Watch: Trailer of Idukki Gold
“He had many rebirths that way. He was a reader for one and a filmmaker for another,” GP says. He also had his ad agency Green Apple, doing work for giants like MRF Tyres, with big shots like Sachin Tendulkar and Brian Lara.
Through the 80s and 90s, he also directed a few films in Tamil and Malayalam, movies like My Dear Marthandam, Daisy, Rithubedam, Magudam and Oru Yathra Mozhi. In Telugu, he made one with Nagarjuna, called Chaitanya. But he was rarely satisfied as a director; barring films like his first Meendum Oru Kathal Katha, few gave him satisfaction.
Literary critic NE Sudheer, in a post, remembers him as a great reader who made literature and literary English novels a daily part of his life.
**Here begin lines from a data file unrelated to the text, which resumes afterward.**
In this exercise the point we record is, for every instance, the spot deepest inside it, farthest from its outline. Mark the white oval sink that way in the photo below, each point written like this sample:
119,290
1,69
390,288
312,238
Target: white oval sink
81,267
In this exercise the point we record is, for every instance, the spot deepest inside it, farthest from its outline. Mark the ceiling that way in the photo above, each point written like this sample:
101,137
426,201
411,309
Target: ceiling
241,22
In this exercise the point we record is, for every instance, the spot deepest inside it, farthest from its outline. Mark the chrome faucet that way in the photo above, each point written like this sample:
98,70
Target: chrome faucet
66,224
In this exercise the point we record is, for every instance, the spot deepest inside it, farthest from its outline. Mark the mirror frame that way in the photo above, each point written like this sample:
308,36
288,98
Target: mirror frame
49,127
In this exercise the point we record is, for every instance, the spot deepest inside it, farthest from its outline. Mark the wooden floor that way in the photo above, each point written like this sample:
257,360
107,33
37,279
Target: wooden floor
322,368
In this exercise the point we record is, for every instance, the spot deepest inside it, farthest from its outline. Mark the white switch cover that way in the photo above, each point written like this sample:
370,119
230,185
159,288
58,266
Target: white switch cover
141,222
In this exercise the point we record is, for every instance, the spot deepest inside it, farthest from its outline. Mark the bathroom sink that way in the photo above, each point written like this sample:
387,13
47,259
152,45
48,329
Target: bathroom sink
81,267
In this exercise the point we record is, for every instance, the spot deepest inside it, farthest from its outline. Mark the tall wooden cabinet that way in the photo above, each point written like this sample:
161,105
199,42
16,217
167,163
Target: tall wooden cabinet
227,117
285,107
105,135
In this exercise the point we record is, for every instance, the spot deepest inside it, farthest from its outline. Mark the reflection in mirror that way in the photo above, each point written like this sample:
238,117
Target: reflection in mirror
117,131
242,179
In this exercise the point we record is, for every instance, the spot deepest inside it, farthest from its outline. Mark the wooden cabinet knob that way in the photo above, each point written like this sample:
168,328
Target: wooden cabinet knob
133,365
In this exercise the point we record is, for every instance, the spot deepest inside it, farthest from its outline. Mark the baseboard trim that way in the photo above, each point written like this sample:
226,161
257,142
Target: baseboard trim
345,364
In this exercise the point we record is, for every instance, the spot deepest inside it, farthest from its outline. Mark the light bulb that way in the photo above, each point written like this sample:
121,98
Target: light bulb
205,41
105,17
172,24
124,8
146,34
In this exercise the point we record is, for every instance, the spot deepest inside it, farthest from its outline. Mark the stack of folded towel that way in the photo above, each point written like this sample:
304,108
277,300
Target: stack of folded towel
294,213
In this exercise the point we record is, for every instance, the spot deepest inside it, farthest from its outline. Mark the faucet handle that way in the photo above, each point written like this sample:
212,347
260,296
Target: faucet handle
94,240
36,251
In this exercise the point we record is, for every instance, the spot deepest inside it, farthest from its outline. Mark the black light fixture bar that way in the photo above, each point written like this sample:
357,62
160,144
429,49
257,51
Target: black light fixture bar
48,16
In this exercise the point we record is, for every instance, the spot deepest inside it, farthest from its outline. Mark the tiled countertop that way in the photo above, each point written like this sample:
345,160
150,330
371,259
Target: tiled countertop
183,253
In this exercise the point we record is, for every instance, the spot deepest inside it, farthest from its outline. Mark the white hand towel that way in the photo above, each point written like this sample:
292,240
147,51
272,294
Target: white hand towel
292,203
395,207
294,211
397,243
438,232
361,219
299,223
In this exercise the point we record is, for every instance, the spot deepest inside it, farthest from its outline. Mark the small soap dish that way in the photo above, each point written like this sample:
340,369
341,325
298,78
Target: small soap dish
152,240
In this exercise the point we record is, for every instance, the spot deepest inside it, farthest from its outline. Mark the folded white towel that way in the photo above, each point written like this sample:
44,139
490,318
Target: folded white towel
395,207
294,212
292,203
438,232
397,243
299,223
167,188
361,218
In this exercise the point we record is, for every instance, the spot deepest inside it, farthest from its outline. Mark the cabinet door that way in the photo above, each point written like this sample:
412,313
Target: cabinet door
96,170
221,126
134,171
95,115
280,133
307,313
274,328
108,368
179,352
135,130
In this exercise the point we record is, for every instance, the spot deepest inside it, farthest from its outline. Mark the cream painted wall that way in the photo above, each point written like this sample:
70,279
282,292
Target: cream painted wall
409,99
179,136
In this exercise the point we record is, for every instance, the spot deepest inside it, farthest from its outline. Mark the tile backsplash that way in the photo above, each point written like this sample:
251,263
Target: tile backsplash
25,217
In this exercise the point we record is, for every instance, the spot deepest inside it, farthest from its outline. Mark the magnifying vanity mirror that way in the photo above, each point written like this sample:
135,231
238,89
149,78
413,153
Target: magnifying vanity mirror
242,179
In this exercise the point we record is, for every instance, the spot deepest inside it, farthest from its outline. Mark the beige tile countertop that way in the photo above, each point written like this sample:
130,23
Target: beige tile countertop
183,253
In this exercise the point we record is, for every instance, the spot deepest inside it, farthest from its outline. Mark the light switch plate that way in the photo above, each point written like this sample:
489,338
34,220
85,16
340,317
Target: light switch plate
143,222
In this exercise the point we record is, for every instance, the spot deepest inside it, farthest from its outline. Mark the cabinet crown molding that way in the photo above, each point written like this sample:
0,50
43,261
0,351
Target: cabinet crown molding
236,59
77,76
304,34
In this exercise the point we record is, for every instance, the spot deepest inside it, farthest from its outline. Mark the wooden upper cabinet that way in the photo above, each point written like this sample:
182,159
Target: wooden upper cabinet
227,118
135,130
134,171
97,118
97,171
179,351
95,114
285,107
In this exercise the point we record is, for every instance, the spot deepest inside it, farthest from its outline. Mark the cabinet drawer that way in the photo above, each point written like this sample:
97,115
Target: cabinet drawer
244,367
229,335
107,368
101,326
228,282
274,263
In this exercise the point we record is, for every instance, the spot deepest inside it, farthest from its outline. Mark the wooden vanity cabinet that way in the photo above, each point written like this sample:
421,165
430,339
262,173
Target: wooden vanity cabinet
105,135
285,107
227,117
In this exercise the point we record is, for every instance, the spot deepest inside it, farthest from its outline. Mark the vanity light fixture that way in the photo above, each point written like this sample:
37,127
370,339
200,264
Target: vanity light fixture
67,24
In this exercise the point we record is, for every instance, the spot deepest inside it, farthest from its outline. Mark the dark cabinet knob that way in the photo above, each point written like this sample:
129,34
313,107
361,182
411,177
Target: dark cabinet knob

Pratap loved Gabriel Garcia Marquez, Ananthapadmanabhan says. You can find Marquez in the 50 odd books Pratap rated on Goodreads. “He would quote lines from Marquez. Another time, he said that Vettri Vizha, the Tamil film he made with Kamal, had small inspirations from an English novel series, and chuckled, saying that he made it a movie before Hollywood. He suggested that Clara (a much commented upon character in Padmarajan’s film Thoovanathumbikal) might have been inspired from another English book. He wanted to make a film about the other main characters in Udakappola, the (Padmarajan) book from which Thoovanathumbikal was adapted. He gifted many books to my father, with the note ‘To Pappu, with love Pratap’.”
Watch: Song from Vettri Vizha
It is to Padmarajan and Bharathan he is most grateful – the two people who trusted in him, Pratap used to tell Ananthan. Bharathan’s son and filmmaker Sidharth Bharathan wrote in his short tribute that ‘Thakare will be missed dearly’.
Last Pratap spoke to Ananthan was when Nedumudi Venu, a great talented actor of Malayalam cinema, died last October. “He would say that Venu chettan taught him how to walk and talk like Thakara (in which Venu played the rogue Chellappan Asari).”
He liked to write too and once Pratap told Ananthapadmanabhan that he was planning to write his autobiography and call it ‘Tale told by an idiot’, derived from a line in Shakespeare’s Tempest.
Kerala Chief Minister Pinarayi Vijayan, in his condolences, said that Pratap expressed ‘rightful’ opinions in social and political topics. Pratap’s family – from the time of his father Kolathingal Pothen – had at first been staunch Communists, but later turned against the party, Ananthapadmanabhan says. “He had talked about watching the ‘vimochana samaram’ as a little child in his mother’s lap and after that, the family turned against Communism.”
In all, Pratap was a great person, a true bohemian, in Ananthapadmanabhan’s words. GP says that when people like Pratap who represented a certain era pass away, it is our understanding of those times that falls.
Callous about death, Pratap posted John Donne’s poem ‘Death Be Not Proud’ on his page only four days ago.
Death, be not proud, though some have called thee
Mighty and dreadful, for thou art not so;
For those whom thou think'st thou dost overthrow
Die not, poor Death, nor yet canst thou kill me.